Hacker News new | ask | show | jobs
by woodruffw 814 days ago
If we're being sticklers, this isn't reading character-by-character: it's performing a buffered read, which then gets iterated over.
3 comments

here's what it does if i feed your nit pick into it verbatim:

    use std::fs::File;
    use std::io::{self, Read};
    use std::str::from_utf8;

    fn read_file_character_by_character(path: &str) -> io::Result<()> {
        // Open the file in read-only mode.
        let mut file = File::open(path)?;

        let mut buffer = [0; 4]; // UTF-8 character max byte length
        let mut temp_buffer = vec![];

        while let Ok(bytes_read) = file.read(&mut buffer[..1]) { // Read byte by byte
            if bytes_read == 0 { // End of file
                break;
            }

            temp_buffer.push(buffer[0]);

            if let Ok(s) = from_utf8(&temp_buffer) {
                if s.chars().count() == 1 { // Complete character read
                    print!("{}", s);
                    temp_buffer.clear(); // Clear temp buffer for next character
                }
            }
        }

        Ok(())
    }

    fn main() {
        let path = "path/to/your/file.txt";

        if let Err(e) = read_file_character_by_character(path) {
            eprintln!("Error reading file: {}", e);
        }
    }
Unlike the original version, this version compiles and seems to basically work correctly. However, the design is misleading: `buffer` is declared as an array of 4 bytes but only the first byte is ever used. The code also has suboptimal performance and error handling, though that's not the end of the world.
all true, as I said in another fork of the thread, this comes down to part of what humans will still be valuable for in this loop: distilling poor requirements into better requirements.
I wouldn't say it's a nit. The file may be 10s of GB. Do you want to read it to a string?
The buffered read didn’t do that, it used the default buffered reader implementation. IIRC that implementation currently defaults to 8kb buffer windows which is a little too small to be efficient enough for high throughput, but substantially more performant than making a syscall per byte, and without spending too much memory.
I was talking about this:

    let mut file = File::open(path)?;
    let mut contents = String::new();
    file.read_to_string(&mut contents)?;
The original prompt is a bit under-specified. (But hey, that certainly matches the real world!)

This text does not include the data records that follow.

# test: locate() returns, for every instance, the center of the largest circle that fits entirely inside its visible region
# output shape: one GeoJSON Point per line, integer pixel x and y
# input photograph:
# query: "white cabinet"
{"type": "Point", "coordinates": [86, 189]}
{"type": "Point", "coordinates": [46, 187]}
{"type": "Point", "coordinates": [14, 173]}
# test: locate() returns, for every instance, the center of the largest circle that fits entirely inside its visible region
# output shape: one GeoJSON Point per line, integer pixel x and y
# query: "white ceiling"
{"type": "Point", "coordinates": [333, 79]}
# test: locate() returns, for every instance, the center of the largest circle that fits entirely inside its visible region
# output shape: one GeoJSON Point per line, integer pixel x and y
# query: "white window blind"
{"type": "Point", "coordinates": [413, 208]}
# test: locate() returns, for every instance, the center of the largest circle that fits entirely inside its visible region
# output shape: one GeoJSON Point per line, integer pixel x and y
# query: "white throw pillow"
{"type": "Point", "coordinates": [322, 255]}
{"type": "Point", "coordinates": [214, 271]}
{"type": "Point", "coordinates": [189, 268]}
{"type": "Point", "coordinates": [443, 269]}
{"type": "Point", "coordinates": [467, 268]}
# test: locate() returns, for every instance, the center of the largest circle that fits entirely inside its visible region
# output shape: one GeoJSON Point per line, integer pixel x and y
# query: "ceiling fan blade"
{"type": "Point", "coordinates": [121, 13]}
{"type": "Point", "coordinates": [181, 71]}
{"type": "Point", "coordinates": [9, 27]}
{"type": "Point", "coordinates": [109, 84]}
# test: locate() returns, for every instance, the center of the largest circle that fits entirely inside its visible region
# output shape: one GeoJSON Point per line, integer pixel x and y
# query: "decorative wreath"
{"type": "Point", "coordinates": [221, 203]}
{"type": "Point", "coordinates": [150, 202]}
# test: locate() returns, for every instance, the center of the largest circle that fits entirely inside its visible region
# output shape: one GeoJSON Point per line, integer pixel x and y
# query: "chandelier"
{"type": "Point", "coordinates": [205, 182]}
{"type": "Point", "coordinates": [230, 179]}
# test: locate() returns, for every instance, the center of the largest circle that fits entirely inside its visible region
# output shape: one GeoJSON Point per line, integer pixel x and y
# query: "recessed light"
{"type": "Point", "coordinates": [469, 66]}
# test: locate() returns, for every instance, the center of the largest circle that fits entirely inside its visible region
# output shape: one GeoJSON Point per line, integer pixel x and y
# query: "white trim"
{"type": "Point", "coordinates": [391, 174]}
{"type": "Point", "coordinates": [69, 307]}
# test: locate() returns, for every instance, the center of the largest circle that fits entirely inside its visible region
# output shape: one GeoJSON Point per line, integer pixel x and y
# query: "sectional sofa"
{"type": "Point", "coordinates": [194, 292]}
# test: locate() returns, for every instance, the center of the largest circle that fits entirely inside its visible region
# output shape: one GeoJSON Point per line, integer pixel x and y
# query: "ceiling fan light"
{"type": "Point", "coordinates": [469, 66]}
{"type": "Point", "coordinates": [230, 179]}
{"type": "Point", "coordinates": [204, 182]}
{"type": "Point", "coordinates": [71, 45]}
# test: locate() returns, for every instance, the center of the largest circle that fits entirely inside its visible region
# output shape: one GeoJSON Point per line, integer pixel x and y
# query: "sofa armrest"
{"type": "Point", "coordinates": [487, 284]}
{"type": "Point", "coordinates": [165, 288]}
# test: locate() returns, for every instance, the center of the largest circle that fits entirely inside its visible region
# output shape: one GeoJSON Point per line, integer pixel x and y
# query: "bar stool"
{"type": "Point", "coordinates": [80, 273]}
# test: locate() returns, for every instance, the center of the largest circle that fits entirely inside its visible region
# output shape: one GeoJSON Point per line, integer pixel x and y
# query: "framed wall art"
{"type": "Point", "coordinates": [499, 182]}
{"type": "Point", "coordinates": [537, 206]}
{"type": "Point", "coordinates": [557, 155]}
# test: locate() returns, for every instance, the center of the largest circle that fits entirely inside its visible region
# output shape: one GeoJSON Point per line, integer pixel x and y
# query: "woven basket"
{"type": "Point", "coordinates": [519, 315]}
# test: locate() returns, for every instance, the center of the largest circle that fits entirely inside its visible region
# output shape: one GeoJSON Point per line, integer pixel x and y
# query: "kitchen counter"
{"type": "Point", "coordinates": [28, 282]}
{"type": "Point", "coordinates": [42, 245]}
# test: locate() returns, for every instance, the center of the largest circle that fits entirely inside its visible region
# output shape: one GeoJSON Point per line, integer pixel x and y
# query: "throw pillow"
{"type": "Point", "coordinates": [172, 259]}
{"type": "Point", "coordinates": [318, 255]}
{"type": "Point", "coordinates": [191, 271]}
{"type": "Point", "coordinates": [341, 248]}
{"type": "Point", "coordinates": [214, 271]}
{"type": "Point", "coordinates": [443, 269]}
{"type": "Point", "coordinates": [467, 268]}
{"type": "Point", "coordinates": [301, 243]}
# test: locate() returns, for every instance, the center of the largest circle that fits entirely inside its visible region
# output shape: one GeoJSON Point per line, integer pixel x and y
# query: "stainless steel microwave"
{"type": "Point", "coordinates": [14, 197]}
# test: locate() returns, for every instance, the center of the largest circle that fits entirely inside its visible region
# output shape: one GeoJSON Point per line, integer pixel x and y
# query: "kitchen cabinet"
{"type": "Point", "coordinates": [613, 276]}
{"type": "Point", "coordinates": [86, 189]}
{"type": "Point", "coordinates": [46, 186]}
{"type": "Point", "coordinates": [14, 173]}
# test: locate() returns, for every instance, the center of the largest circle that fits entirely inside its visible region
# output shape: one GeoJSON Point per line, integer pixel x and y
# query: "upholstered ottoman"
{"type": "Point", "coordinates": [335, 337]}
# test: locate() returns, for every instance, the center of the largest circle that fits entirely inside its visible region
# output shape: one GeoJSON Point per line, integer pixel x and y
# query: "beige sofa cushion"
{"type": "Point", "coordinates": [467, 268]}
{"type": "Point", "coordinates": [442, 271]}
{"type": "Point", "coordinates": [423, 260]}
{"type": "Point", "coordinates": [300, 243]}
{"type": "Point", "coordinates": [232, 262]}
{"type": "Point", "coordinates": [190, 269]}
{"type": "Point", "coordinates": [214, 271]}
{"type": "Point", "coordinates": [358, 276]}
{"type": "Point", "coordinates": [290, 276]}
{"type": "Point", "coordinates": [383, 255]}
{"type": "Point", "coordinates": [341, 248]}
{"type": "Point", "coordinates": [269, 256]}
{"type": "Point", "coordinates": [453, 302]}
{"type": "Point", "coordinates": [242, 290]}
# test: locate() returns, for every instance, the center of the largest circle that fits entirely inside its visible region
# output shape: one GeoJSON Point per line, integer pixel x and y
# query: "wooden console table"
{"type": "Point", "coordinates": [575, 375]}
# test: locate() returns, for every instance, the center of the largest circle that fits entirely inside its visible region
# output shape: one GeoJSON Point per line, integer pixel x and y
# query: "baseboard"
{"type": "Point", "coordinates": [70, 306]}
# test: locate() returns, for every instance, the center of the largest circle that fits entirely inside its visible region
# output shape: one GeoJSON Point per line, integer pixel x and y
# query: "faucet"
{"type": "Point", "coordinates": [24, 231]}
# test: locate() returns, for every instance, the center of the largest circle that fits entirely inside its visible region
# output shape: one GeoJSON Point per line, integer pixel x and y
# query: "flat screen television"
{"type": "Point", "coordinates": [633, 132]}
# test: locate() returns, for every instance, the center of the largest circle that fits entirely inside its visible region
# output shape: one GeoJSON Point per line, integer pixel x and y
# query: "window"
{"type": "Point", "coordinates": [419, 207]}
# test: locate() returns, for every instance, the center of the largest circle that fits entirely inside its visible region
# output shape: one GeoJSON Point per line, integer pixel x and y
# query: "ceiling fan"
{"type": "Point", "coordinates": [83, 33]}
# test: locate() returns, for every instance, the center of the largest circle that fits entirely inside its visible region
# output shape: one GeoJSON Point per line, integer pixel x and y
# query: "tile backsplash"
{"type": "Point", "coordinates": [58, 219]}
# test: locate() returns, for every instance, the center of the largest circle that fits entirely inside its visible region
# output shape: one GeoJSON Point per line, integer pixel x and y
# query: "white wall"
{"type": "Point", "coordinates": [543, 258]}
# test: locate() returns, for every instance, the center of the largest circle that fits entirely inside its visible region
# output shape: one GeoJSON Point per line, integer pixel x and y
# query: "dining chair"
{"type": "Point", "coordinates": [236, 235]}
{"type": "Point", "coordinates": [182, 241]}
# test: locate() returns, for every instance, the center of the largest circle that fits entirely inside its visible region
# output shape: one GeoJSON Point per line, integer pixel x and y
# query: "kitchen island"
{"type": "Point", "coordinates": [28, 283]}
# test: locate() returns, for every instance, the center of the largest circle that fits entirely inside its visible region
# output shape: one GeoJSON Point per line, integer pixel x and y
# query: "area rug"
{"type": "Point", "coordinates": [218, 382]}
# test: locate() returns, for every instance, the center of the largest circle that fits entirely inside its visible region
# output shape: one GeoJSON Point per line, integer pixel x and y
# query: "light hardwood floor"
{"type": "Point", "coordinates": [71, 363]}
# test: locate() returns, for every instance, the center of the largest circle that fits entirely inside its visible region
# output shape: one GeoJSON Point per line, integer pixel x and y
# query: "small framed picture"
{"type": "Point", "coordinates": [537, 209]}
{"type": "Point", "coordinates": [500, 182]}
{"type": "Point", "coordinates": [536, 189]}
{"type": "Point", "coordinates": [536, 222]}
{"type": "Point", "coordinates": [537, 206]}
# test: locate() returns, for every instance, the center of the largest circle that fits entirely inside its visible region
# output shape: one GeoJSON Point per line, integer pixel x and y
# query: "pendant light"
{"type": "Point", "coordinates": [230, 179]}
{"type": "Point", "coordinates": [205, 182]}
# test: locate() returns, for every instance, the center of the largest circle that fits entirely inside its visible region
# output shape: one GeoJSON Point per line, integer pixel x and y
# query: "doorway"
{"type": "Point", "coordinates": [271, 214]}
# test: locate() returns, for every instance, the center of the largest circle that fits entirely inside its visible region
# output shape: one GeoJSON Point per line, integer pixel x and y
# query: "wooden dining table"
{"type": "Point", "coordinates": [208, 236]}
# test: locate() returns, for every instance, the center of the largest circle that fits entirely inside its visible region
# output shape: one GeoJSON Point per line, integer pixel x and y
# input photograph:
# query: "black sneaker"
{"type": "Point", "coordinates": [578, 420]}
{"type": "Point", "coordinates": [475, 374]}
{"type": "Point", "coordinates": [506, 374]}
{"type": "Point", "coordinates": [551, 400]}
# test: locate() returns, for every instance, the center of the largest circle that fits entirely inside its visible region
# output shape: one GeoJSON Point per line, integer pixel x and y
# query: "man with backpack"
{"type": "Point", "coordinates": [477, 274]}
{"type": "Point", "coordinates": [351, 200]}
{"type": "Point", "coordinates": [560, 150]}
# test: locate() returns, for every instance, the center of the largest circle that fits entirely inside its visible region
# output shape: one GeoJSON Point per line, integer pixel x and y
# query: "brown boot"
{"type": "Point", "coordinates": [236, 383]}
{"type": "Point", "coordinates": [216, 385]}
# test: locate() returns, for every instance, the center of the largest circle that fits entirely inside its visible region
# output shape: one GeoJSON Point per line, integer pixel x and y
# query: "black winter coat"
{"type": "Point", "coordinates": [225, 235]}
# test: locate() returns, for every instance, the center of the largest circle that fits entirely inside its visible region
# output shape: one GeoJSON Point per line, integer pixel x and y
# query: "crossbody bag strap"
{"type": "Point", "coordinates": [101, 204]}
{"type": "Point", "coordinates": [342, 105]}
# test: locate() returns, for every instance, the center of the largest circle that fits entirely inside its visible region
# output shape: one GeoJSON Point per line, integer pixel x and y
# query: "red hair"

You're going to have to buffer at least a little, to figure out where the USV / grapheme boundary is, depending on our definition of "character". To me, a BufReader is appropriate here; it avoids lots of tiny reads to the kernel, which is probably the right behavior in a real case.

To me, "read character by character" vaguely implies something that's going to yield a stream of characters. (Again, for some definition there.)